Trump Slams the New Art-Filled US Embassy in London Ahead of Its Opening

Rachel Whiteread's flat-pack American home will be joined by Jenny Holzer and Mark Bradford's monumental works in $1 billion building that the US President called a 'bad deal.'

US President Donald Trump and British Prime Minister Theresa May pictured during the first working session of the G20 Nations Summit on July 7, 2017 in Hamburg, Germany. Photo by Thomas Lohnes/Getty Images

US president Donald Trump has canceled a visit to the UK and called America’s new embassy in London a “bad deal,” in a characteristically unfettered tweet. This confirmed speculation that he will snub the embassy’s opening next week on January 16. In so doing, Trump will miss the unveiling of a monumental work by the British artist Rachel Whiteread who, along with US artists Jenny Holzer and Mark Bradford, among others, have been commissioned by Art in Embassies to create large-scale, site-specific works.

Trump also takes issue with the embassy’s new address, preferring the traditional Grosvenor Square home in upmarket Mayfair. Trump criticized Obama for the new embassy, but critics were quick to tweet that the deal and the new site were in fact initiated post 9/11 during George W. Bush’s presidency. (The new embassy, which is surrounded by a moat, has been compared to a fortress.)
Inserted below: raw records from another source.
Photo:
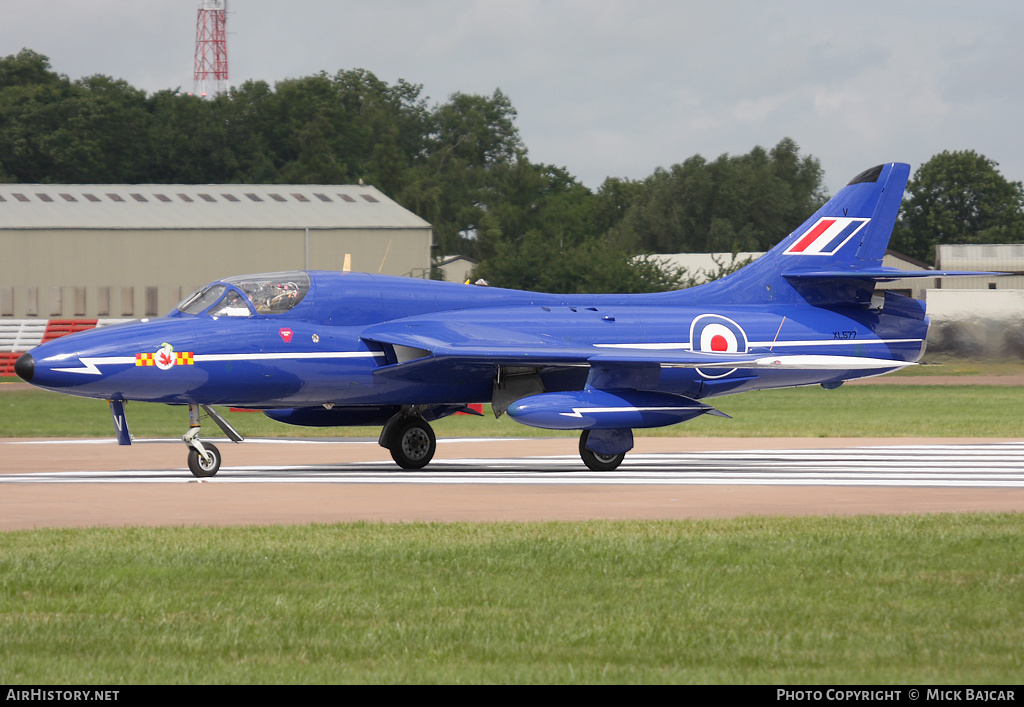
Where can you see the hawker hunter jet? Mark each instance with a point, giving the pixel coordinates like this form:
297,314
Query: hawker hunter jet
324,348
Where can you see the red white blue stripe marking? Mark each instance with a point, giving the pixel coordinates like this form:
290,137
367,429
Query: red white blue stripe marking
826,237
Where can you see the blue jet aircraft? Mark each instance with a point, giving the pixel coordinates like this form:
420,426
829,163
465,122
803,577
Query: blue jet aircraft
324,348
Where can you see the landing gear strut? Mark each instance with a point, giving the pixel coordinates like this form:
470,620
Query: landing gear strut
596,461
410,440
204,459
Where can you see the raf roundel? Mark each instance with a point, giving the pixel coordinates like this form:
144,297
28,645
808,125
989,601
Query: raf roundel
717,334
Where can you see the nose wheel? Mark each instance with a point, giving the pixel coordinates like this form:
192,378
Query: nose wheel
204,458
204,465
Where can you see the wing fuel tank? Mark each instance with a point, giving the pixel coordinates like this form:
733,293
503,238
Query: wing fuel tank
592,409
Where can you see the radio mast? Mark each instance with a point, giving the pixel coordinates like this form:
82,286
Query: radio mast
211,48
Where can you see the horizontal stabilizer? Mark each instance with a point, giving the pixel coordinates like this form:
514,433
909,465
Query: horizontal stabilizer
883,275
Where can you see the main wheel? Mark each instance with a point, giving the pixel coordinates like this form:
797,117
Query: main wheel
200,466
595,461
414,444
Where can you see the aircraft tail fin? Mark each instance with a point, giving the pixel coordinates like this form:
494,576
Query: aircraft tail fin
835,257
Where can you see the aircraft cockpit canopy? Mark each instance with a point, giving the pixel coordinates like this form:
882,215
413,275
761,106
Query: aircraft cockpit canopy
270,293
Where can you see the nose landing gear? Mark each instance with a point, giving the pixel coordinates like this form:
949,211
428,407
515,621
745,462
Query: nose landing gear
204,459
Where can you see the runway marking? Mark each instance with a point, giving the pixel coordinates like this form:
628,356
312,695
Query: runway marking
996,465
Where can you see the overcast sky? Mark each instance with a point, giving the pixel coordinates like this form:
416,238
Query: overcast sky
612,87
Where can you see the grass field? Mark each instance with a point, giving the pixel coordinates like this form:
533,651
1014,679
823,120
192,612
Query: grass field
884,600
904,599
850,411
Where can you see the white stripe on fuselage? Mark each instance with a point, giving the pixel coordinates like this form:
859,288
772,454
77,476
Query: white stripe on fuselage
90,365
686,346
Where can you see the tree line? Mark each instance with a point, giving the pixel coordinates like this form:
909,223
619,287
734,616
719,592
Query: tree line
461,165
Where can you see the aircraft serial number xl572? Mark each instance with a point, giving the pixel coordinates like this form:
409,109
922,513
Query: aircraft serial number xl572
323,348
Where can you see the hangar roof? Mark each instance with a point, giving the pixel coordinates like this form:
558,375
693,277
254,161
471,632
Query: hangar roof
148,207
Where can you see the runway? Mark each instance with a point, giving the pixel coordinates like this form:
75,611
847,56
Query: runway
47,484
978,465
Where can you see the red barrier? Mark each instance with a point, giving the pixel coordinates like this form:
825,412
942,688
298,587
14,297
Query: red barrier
7,360
56,328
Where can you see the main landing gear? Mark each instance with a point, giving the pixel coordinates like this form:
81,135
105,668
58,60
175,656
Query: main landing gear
410,440
204,458
596,461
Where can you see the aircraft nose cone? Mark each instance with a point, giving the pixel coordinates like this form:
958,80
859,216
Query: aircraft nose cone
25,367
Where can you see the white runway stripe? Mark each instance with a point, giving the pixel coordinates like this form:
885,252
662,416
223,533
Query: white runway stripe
998,465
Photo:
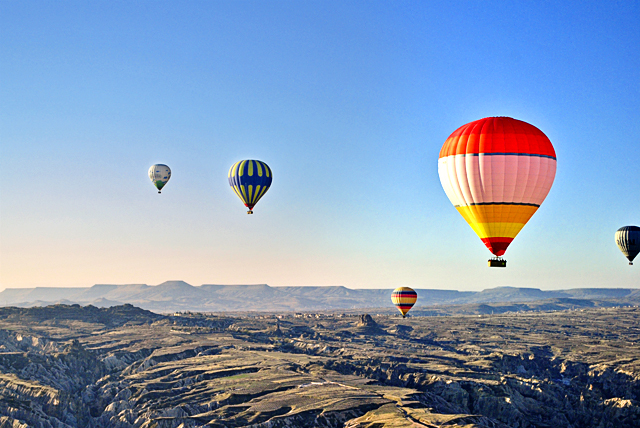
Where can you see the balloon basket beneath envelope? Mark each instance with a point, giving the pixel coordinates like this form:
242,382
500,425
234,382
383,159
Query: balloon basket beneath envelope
497,262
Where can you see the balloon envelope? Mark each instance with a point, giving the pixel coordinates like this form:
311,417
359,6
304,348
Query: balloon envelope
159,175
628,240
404,298
250,179
496,172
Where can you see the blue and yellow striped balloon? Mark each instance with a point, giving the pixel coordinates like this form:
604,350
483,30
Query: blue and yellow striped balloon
250,179
404,298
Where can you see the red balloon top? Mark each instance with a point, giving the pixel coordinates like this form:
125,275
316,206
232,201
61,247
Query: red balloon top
502,135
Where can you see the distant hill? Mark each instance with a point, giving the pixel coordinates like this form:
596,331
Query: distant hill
171,296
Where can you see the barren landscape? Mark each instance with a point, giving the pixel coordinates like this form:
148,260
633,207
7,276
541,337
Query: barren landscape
75,366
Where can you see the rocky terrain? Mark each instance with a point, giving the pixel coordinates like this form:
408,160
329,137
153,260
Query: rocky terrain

Rachel Whiteread’s US Embassy (flat pack houses) (2013-15), copyright the artist, courtesy Gagosian, photography by Mike Bruce.

The 1960s, Eero Saarinen-designed US Embassy was not known for its art collection, whereas in the new, $1 billion building, designed by Philadelphia-based architect Kieran Timberlake, works of art will be impossible to miss.
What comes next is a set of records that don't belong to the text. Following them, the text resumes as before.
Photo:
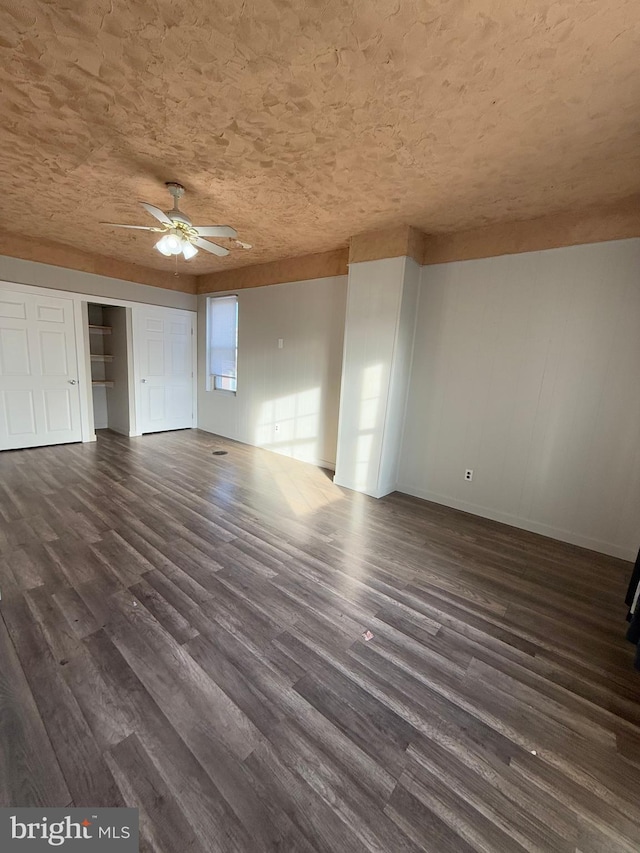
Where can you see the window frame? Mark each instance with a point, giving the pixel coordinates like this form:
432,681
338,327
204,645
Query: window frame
212,378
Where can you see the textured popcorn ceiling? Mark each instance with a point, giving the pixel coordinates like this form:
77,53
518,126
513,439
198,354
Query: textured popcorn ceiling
302,123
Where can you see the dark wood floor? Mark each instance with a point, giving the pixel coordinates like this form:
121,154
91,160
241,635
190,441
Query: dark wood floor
182,632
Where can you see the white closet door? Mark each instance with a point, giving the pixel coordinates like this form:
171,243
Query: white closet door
39,391
163,347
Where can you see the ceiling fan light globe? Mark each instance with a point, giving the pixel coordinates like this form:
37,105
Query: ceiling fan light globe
172,243
162,248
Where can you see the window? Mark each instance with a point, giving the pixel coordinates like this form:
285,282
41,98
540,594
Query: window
222,342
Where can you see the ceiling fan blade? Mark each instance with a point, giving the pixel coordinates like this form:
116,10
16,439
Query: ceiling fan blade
216,231
136,227
210,247
160,215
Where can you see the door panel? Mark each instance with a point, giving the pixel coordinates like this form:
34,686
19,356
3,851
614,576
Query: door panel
163,343
39,391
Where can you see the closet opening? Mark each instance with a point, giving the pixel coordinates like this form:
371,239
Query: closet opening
109,351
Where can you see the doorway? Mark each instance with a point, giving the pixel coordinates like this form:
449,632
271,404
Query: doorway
109,352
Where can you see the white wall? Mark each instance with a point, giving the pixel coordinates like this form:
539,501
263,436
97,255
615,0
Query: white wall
526,369
381,305
297,387
399,379
60,278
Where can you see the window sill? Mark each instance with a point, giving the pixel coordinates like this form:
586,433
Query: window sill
223,392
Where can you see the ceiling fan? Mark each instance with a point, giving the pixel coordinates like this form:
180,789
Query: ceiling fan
179,236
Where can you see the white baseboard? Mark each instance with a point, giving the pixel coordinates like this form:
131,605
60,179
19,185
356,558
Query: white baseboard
609,548
318,463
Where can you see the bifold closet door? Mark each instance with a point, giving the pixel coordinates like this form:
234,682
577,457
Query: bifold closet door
163,354
39,390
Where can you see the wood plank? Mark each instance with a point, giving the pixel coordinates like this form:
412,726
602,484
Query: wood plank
29,771
185,635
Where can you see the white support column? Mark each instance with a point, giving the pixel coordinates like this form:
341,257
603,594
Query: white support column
379,331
Further commissions in the embassy are by artist Sean Scully, who’s contributing a mosaic wall in the garden surrounding the building, and the sound artists Ryan and Hays Holladay who have designed a virtual, site-specific sound app that links the new embassy building in south London on the Thames with its rapidly gentrifying neighborhood of Nine Elms.

Virginia Shore is the curator of the art collection for the new London embassy, which is on track to be the nation’s most impressive so far in how it integrates art and architecture.

The first images of a finalized work to be released show Whiteread’s US Embassy (flat pack houses) (2013-15). The artist, whose major survey is traveling from Tate Britain to the National Gallery of Art in Washington, DC, this year, has cast the kit-form part of a typical, small suburban American home of the 1950s, which could be purchased via a catalogue. Each part is mounted on exterior and exterior walls of the embassy building. “The work will greet most embassy visitors as they enter into the lobby through the consular court,” according to a press statement. It is made of a specially formulated concrete to lower the weight loading.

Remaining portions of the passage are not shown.